Por exemplo: ali ao fundo há uma mulher com um casaco azul que não fecha. Mesmo que ela quisesse não fecharia, dado o tamanho de seus seios. Ela usa um colar enorme, dourado, com um pingente também grande, na forma de uma maçã. A seu lado o rapaz bem acima do peso, que usa uma polo Lacoste, ressona, enquanto segura com força sua bolsa de couro. Mais longe uma mulher tricota um cachecol preto e branco. Estou só no banco. E então sentam-se minhas personagens. Elas não têm nome. Uma de frente, outra ao meu lado. As duas mulheres são negras. Uma delas leva uma grande bolsa e abre pacotes com bijouterias folheadas a ouro. "Não desbotam, que nem aquelas porcarias chinesas". A que está ao meu lado chegou apoiando-se numa bengala.

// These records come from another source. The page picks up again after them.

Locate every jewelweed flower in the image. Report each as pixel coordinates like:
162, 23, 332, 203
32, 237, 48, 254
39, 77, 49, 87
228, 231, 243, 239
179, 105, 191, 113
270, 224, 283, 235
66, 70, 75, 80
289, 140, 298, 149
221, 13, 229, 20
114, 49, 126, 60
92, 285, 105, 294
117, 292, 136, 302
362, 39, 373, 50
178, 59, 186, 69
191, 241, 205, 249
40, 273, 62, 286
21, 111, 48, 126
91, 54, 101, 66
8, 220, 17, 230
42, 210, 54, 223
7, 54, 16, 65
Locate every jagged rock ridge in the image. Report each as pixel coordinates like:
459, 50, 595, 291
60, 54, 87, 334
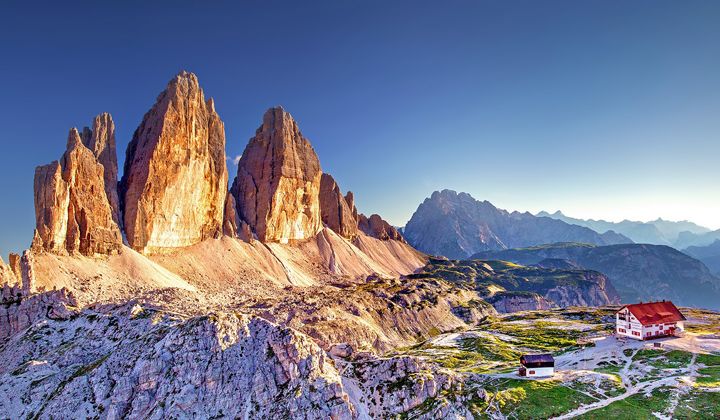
120, 71, 227, 253
232, 107, 322, 243
473, 243, 720, 309
320, 174, 358, 240
33, 121, 122, 255
403, 190, 632, 258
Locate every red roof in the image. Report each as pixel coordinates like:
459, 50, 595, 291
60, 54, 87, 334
620, 300, 685, 325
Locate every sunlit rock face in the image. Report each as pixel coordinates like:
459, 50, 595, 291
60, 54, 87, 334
232, 107, 322, 243
320, 174, 358, 240
120, 71, 227, 254
33, 126, 122, 255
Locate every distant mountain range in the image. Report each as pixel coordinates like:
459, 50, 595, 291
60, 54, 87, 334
403, 190, 632, 259
683, 239, 720, 276
472, 243, 720, 309
536, 210, 720, 249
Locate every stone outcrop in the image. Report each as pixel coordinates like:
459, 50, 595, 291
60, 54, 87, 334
120, 71, 227, 253
223, 192, 253, 242
0, 304, 357, 420
487, 292, 557, 313
82, 112, 120, 226
32, 124, 122, 255
403, 190, 632, 259
346, 356, 490, 419
0, 286, 76, 339
8, 253, 22, 279
358, 214, 405, 243
232, 107, 322, 243
0, 257, 18, 290
320, 174, 358, 240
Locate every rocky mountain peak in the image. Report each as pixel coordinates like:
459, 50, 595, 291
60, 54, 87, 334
33, 116, 122, 255
232, 107, 322, 242
320, 174, 358, 239
120, 71, 227, 253
403, 190, 629, 258
358, 214, 405, 242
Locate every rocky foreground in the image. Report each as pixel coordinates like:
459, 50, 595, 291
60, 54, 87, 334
0, 72, 716, 419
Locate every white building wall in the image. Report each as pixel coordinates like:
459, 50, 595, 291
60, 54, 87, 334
615, 309, 644, 340
525, 367, 555, 377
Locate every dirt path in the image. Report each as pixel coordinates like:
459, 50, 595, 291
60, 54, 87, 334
554, 337, 700, 420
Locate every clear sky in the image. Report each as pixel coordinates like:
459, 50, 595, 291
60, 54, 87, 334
0, 0, 720, 256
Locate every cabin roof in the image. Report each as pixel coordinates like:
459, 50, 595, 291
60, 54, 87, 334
618, 300, 685, 325
520, 353, 555, 364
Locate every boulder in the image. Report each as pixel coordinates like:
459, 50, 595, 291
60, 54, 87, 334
232, 107, 322, 243
120, 71, 227, 254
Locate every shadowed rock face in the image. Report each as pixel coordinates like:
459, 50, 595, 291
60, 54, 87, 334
320, 174, 358, 240
33, 126, 122, 255
232, 107, 322, 243
82, 112, 120, 226
120, 71, 227, 254
358, 214, 405, 242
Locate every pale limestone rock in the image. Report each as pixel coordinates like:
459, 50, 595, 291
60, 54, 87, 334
232, 107, 322, 243
0, 257, 18, 287
0, 302, 357, 420
82, 112, 120, 226
0, 288, 77, 339
20, 249, 35, 294
358, 214, 405, 243
8, 253, 22, 279
32, 128, 122, 255
320, 174, 358, 240
223, 192, 254, 242
33, 161, 70, 252
120, 71, 227, 253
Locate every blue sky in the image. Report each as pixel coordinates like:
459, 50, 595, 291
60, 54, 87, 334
0, 0, 720, 256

É bem magra. Usa uma blusa de tricô laranja e uma saia florida, cujo fundo predominante é cor-de-rosa. Tem o cabelo tingido em uma cor que vai do amarelo ao marrom. Ouço sua história e suas perguntas: "quanto custam (as bijouterias)", "quanto você gastou?". E então responde as perguntas de sua companheira de viagem e eu vou descobrindo seu drama. Teve dois AVCs. Tem 3 filhos, dois meninos e uma menina. "Meu bebê faz aniversário esta semana, 33 anos". Que perdeu o marido. Que ficou em uma cadeira de rodas. Que quando ficou no hospital depenaram sua casa. "Não sobrou nada, levaram até o fogão, imagina". Que a filha veio cuidar dela, mas que depois de alguns meses mandou ela embora: "imagina, tem filho, tem marido pra cuidar". Que já enfrentou o pior da vida, mas que agora agradece todo dia. Cada dia é uma benção. E que Deus está restituindo suas coisas, aos pouqinhos. Que queria tanto ter dinheiro para comprar umas joias assim, douradas, bonitas, como as que a colega usa. Que mora no Camargo Velho, que tem uma carroça. Mas que já entrou com os papéis. Que tem 53 anos. Minha idade, ela tem.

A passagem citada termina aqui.